Happy Monday, all. As some of you know, I will be heading to Europe to be at SQLBits XII next week. I’m really looking forward to it, but I got a bit of bad news this weekend. Bad news is relative here – what I really have is a first world problem. Some of you may have seen the news this past weekend about how passengers flying back to the US from EMEA and the Middle East (official TSA post is here) may be subject to enhanced security measures around electronics. Basically, they want to make sure what you’ve got isn’t a bomb. I don’t want to be the victim of one mid-air. On that level, I totally am on board with that policy. That means things like laptops, cellular phones, portable music/video devices, etc. need to possibly be demonstrated as being able to be turned on at their request.

As a frequent flier, I’m used to changing rules and regulations at the airport. This new one, however, threw me for a loop because it basically torpedoed my portable demo setup. For the past year-and-a-half, I have been using a small form factor PC (currently  the Gigabyte Brix i7 configured with Hyper-V; I need to do a new post with how I’ve been using it) for my demos connected to something else. It’s been a really agile – and lightweight – setup. I’m still 4lbs or under. I was going to use the Surface Pro 3 (review coming soon) and the Brix, but not now. The Brix is a real PC – not a laptop. It does not have a battery or monitor.

Therefore by the letter of the law, if they ask me to power it on, I couldn’t without some juice. And I don’t think they’re going to provide me a plug to show them it’s just a computer (and then I’d have to hook it up via the cable to my SP3 … nightmare). That means I possibly couldn’t fly and I’d have to leave it there. Let me think about that … no. I’m not going to abandon something that cost me about $2,000 when all is said and done (would be cheaper now than when I did it …). I’m certainly not going to check it, either. And there’s no saying they wouldn’t remove it from my bag and deem it harmful. No win there. I looked into sending it back to myself (FedEx or something), but since Bits ends on a Saturday, there’s no local FedEx depot near Telford and none in London open late or on Sunday. Basically, a total no go. I am also not chancing that the internet will work, so hosting online or sticking my Brix on a VPN back home would be risky. That is why I am always self contained for my demos – some of which are very complex configurations. I did look for some sort of portable battery solution but that ran into a dead end.
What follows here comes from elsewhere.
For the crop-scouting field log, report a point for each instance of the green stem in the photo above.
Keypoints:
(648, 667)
So the SP3 will stay home right next to the Brix. I’m not leaving my fate to the security folks at the airport who may or may not ask me to turn my stuff on. Because of this, I am now basically redoing all of my demos under VMware Workstation on my laptop because I do not want to dual boot my laptop at the moment. I may ultimately also do that so I literally have total redundancy but that’s besides the point.

I do hope cooler heads prevail here over time because this one really hurts me in the short term – I’ve got a lot of work to do now to prepare for Bits this week whereas before I had very little. Long term, this is an investment, but this workload and headache was not one I needed right now. Thank heavens I still have a laptop that has 16GB of memory.

The biggest silver lining here: at least I wasn’t already in Europe when this went into effect. As much as my time will now suck this week, I can deal with it.